Die Bundesregierung hat die Herausforderungen aber mittlerweile erkannt und im Rahmen ihrer 2018 verabschiedeten nationalen KI-Strategie zahlreiche Projekte und Initiativen auf den Weg gebraucht - auch und gerade für Start-ups. Eine wichtige Rolle nimmt dabei die vom Bundesministerium für Bildung und Forschung ins Leben gerufene Plattform „Lernende Systeme“ ein, die die Umsetzung der KI-Strategie begleitet.
So vernetzt die Bundesregierung mit ihrer De-Hub-Initiative an zwölf Standorten Mittelstand und größere Unternehmen mit Innovationspartnern aus Wissenschaft und der Gründerszene.

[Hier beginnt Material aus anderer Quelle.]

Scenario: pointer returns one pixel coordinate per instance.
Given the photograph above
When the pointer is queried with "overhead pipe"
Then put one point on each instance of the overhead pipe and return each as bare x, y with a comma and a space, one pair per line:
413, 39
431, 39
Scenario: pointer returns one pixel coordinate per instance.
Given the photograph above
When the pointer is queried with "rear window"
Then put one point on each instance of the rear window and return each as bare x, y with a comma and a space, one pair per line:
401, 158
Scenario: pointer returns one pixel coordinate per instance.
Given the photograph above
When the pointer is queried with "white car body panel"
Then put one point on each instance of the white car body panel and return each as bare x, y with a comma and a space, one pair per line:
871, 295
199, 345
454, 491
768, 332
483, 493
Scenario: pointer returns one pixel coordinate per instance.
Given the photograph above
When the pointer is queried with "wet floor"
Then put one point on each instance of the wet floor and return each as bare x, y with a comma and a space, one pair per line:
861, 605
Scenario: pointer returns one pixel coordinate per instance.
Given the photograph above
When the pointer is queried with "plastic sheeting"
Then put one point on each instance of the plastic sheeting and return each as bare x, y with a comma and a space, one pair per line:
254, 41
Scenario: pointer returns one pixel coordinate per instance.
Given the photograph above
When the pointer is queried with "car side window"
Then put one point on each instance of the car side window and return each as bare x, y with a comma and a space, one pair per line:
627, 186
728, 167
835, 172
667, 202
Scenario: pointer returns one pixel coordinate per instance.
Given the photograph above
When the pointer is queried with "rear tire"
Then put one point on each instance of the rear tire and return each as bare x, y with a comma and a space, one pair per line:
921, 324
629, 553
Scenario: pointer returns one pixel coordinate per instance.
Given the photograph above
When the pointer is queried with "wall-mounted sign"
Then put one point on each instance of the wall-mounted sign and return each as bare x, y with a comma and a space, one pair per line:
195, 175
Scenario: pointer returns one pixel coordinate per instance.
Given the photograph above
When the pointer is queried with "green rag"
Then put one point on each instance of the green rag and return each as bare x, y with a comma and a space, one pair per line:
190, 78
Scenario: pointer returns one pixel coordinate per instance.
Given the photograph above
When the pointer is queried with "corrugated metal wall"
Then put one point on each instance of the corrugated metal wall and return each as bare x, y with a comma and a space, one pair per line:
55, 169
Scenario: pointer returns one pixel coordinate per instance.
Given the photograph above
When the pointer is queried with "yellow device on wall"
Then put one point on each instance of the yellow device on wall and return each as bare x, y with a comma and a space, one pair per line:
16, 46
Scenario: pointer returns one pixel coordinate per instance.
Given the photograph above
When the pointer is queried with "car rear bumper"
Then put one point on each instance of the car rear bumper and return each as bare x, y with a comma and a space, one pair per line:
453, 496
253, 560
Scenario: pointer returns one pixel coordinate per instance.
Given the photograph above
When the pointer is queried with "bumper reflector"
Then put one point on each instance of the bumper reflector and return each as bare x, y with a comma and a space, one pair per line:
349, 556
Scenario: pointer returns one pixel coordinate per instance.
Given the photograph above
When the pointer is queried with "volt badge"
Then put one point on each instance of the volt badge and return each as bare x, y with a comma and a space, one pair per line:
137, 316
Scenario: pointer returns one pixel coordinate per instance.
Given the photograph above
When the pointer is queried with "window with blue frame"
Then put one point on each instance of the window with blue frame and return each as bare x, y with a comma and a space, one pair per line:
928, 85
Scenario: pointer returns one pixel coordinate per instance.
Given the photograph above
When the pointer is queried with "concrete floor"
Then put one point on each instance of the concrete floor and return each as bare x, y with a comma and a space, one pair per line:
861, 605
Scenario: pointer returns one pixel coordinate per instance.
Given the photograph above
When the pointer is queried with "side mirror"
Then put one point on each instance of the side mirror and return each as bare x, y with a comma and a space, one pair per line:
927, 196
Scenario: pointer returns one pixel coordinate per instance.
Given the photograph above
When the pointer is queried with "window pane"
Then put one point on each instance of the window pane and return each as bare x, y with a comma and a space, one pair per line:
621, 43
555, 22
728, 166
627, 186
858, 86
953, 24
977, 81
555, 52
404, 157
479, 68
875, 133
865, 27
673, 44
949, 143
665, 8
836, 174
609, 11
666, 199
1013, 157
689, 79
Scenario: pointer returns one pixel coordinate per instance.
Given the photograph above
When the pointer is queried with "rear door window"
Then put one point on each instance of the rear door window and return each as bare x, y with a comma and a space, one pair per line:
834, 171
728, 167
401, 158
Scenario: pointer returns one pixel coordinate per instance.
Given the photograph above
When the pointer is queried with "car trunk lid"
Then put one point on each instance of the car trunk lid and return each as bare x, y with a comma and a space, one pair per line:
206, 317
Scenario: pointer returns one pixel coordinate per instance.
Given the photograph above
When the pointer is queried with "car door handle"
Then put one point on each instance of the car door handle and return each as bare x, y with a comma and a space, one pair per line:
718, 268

In den Digital Hubs arbeiten etablierte Unternehmen aus der Industrie und der Digitalbranche gemeinsam mit Gründern und Start-ups an Produkten und Dienstleistungen für die digitale Transformation.
Auch Universitäten fördern Gründer und ermuntern ihre Studenten, ihre Ideen und Visionen in anwendbare Technologien umzusetzen. Eines der größten europäischen Innovations- und Gründungszentren ist an der TU München angesiedelt. UnternehmerTUM bietet Start-ups einen Rundum-Service von der Idee bis zum Börsengang. Ein Team aus erfahrenen Unternehmern, Wissenschaftlern und Managern unterstützt die Gründer. Die Experten begleiten beim Aufbau des Unternehmens, beim Markteintritt und bei der Finanzierung - auch mit Venture Capital - mit verschiedenen Programmen. Das Accelerator-Programm TechFounders beispielsweise bereitet Start-ups mit Hilfe von Coaching und Mentoring auf eine erste Risikokapitalrunde vor und bahnt mit Partnern aus der Industrie Kooperationen an. Und die Hightech-Werkstatt der UnternehmerTUM MakerSpace bietet einen Maschinenpark für den Prototypenbau und die Kleinserienfertigung.